BILOXI, Miss. — Tuskegee Airman Robert A. Decatur was buried with full military honors this week in the Biloxi National Cemetery but his death at age 88 has not laid to rest the contention of comrades that Decatur’s legendary life was largely his own creation.
Decatur died at his home in Titusville, Fla., on Aug. 19.
In 1943, he was among volunteers for the Tuskegee Airmen sent to Keesler Field in Biloxi for basic training, then on to Tuskegee, Ala., where the airmen trained as a segregated unit at an air base.
In a 2001 Associated Press story about a joint meeting of the Tuskegee Airman Inc. and The Organization of Black Airline Pilots in Tennessee, Decatur said the Tuskegee program was considered an experiment and the airmen knew they could not fail.
“We knew that if we failed, there would be no other programs for black Americans to fly,” he said then.
Because of his stories of heroism, the Arkansas chapter of the Tuskegee Airmen is named in his honor.
“He included himself as one of those heroes, and he wasn’t,” said John Gay, president of the Orlando chapter of Tuskegee Airmen Inc., told the Orlando (Fla.) Sentinel.
Gay’s association was created in 1972 to honor the first black pilots trained in Tuskegee, Ala., during World War II.
The newspaper reported that records show Decatur was a Tuskegee cadet in 1944 but did not complete pilot training. He did not graduate from flying school and never flew in combat.

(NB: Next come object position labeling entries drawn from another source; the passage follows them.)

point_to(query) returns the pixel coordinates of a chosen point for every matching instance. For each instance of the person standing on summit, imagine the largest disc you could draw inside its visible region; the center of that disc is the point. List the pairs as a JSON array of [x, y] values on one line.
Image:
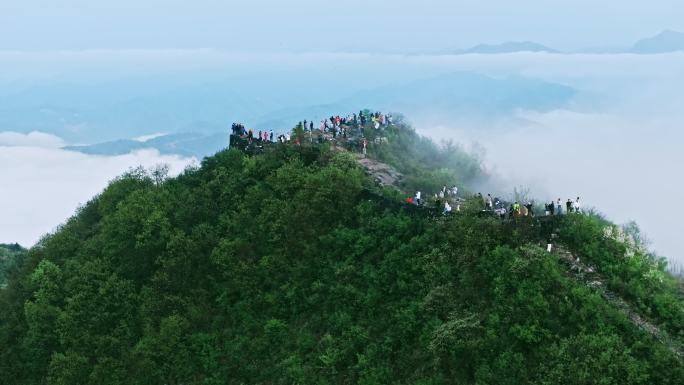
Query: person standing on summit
[[578, 207]]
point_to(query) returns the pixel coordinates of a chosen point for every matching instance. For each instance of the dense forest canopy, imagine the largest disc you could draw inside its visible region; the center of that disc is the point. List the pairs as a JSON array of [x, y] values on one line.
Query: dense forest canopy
[[10, 257], [293, 267]]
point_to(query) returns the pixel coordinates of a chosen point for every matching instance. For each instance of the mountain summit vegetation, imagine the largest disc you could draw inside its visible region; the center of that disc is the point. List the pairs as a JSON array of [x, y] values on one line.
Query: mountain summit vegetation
[[292, 267]]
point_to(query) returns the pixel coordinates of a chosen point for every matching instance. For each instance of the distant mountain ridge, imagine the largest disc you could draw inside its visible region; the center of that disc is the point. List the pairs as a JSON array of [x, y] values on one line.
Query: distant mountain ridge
[[465, 94], [667, 41]]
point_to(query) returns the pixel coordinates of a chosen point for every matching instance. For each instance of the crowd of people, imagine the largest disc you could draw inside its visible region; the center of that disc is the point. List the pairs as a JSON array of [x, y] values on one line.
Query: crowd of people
[[556, 208], [446, 200], [334, 126]]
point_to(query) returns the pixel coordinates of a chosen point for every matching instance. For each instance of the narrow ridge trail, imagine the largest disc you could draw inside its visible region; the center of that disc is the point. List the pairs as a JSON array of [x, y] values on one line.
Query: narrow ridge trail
[[589, 276]]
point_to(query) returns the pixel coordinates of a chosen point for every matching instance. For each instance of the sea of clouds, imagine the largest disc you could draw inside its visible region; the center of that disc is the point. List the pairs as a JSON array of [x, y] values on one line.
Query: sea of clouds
[[617, 145]]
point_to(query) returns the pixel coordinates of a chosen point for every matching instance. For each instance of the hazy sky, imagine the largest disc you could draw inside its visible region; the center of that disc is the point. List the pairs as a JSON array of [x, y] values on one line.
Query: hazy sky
[[315, 25]]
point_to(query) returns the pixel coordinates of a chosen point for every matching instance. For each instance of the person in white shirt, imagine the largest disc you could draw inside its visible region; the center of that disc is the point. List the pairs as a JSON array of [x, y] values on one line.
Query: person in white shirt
[[577, 206], [447, 208]]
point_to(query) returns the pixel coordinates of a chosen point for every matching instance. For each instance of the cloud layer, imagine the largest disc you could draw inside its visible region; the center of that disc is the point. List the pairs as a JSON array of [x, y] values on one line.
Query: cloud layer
[[43, 186]]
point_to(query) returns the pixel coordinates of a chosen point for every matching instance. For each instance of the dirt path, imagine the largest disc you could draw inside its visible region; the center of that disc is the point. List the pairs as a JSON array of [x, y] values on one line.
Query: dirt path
[[382, 173], [590, 277]]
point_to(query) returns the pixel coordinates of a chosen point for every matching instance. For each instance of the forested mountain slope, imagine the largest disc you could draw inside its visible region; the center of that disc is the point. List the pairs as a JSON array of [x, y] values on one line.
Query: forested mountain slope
[[292, 267], [10, 256]]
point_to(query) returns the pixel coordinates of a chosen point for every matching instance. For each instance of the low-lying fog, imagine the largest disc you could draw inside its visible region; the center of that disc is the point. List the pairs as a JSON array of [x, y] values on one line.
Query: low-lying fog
[[616, 144]]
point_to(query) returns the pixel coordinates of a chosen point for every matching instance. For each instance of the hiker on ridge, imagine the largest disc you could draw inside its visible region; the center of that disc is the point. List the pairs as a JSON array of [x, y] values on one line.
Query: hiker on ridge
[[578, 207]]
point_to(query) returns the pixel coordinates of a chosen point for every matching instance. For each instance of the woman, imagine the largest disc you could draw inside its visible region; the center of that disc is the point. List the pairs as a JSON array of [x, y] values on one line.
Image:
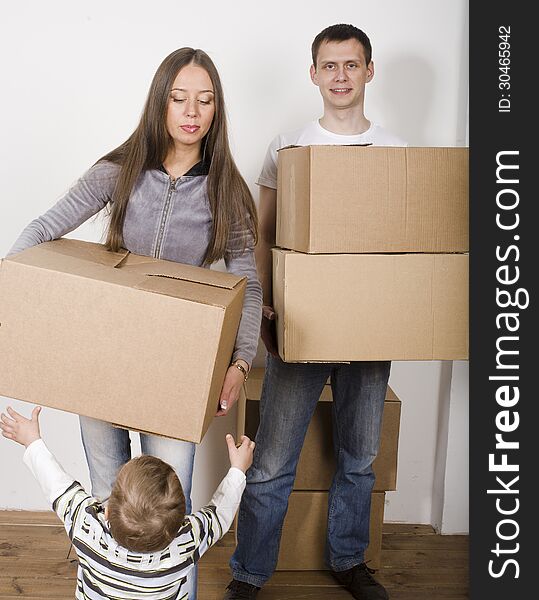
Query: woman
[[174, 192]]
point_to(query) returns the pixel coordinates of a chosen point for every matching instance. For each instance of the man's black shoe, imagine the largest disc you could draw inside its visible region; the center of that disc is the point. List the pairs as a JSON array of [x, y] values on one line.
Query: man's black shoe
[[239, 590], [360, 583]]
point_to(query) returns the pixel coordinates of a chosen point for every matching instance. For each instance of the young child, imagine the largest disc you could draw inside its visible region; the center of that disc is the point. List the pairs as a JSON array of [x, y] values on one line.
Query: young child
[[141, 544]]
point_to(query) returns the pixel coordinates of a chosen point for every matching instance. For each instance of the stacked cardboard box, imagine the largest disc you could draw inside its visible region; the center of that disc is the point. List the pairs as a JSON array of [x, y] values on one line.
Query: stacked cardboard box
[[371, 260], [307, 509]]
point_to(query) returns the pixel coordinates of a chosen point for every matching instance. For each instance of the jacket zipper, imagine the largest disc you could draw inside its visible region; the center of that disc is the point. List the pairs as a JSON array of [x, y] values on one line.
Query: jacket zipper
[[166, 210]]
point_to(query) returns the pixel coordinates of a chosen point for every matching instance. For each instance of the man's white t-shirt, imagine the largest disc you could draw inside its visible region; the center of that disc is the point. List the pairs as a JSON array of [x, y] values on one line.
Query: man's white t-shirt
[[314, 134]]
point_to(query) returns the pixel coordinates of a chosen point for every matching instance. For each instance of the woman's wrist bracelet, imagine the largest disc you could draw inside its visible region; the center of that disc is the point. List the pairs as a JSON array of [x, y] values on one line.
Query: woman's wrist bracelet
[[239, 366]]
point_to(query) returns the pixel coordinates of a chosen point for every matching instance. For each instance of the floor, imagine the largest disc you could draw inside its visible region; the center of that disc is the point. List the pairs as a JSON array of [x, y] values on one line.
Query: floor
[[36, 563]]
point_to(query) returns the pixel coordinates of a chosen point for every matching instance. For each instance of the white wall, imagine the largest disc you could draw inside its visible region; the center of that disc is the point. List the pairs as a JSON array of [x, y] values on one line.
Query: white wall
[[74, 79]]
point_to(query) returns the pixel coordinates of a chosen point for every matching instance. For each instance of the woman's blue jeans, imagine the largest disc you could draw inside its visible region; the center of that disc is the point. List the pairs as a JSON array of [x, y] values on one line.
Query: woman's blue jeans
[[108, 448], [290, 393]]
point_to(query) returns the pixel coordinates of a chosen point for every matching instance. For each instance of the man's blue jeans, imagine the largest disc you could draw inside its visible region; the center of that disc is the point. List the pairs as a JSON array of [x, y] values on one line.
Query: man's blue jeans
[[290, 393], [108, 448]]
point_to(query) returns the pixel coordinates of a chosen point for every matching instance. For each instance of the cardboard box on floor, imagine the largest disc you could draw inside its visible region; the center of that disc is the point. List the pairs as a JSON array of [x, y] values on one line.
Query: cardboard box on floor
[[317, 462], [139, 342], [335, 199], [345, 307], [304, 532]]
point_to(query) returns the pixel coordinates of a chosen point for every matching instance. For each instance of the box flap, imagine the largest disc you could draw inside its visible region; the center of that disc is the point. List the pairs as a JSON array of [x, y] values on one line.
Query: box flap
[[153, 267], [46, 254]]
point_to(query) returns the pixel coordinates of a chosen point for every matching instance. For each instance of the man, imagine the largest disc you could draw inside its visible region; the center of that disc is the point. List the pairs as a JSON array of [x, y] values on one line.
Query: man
[[342, 67]]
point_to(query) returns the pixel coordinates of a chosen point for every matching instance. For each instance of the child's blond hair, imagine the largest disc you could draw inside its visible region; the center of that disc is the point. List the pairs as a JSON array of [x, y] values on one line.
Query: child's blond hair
[[146, 506]]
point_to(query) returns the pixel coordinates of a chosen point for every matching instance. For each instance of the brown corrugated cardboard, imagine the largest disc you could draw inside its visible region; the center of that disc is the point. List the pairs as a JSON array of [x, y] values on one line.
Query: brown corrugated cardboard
[[317, 463], [139, 342], [345, 307], [304, 532], [335, 199]]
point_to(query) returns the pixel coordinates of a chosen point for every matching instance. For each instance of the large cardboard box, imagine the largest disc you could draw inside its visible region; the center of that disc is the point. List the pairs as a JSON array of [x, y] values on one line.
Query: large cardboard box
[[139, 342], [345, 307], [333, 199], [304, 532], [317, 462]]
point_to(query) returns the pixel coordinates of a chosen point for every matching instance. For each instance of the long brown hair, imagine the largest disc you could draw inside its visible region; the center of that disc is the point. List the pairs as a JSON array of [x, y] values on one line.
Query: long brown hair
[[231, 202]]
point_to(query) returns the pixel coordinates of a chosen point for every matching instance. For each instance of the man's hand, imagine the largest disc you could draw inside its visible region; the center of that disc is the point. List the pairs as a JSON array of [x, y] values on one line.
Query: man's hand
[[241, 456], [231, 390], [268, 331], [20, 429]]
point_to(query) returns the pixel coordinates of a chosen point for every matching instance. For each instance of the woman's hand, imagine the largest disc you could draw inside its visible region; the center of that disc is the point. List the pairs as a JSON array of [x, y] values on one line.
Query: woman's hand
[[20, 429], [230, 393]]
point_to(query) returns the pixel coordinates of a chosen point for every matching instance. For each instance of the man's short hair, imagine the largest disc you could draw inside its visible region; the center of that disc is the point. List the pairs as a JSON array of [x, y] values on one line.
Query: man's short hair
[[341, 33], [147, 506]]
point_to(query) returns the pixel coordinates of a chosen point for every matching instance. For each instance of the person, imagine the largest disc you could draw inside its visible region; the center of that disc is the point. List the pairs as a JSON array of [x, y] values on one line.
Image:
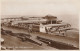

For Decatur, who retired to Titusville in 1992, becoming a Tuskegee cadet was an honor in itself and earned him the lifelong legitimacy of being a Tuskegee Airman. He graduated with a law degree from Case Western Reserve University in Ohio in 1951.
His friend and fellow Brevard County Airman Noel Harris said Decatur’s portrayal of himself as a Tuskegee pilot was not so different from the war stories heard at every Army reunion.
In creating his own fame, Decatur defamed the men in the cockpits who were true heroes, said Ron Brewington, former public relations officer for Tuskegee Airmen Inc. Brewington said he became frustrated that the organization didn’t do more to stop Decatur. Gay told the Orlando newspaper that it’s not the Tuskegee way to publicly admonish members.
Questions also have been raised about other achievements Decatur claimed: judge, law teacher, civil rights attorney with Martin Luther King Jr. and confidant of John F. Kennedy.
Decatur spent 25 years as a probate magistrate in Cleveland and referred to himself as Judge Decatur. But the magistrates, who deal mostly with estates, are not judges, said court spokeswoman Ann Vanik.
One of the schools where Decatur said he taught, Cleveland State University Law School, confirmed that he was a part-time adjunct instructor in the 1970s. Three other schools where Decatur said he taught law had no records of him, according to the newspaper.
As for his connections to King and Kennedy, the newspaper said those claims could not be confirmed.
Decatur was a pilot and he flew a planeload of water purifiers and supplies to Haiti in 2005, following a flood that devastated the island.
The measure of the man should be in his actions and his deeds, not his words, said his friend Joe Hurston, who provided the water purifiers.
“I have all kinds of evidence that the Judge was genuine, that the Judge cared deeply for people,” said Hurston, 58. “The Judge to me is and always will be a hero.”
And to his children, Decatur was the bigger-than-life man he portrayed himself to be.
“I know he was an important person in Cleveland and the community. He was a person held in high esteem, and he was my dad,” Dawne Mumford, 57, told the newspaper.
At the same time, Mumford wonders herself about the real Robert Decatur: “It confuses me sometimes. I don’t know really what he was.”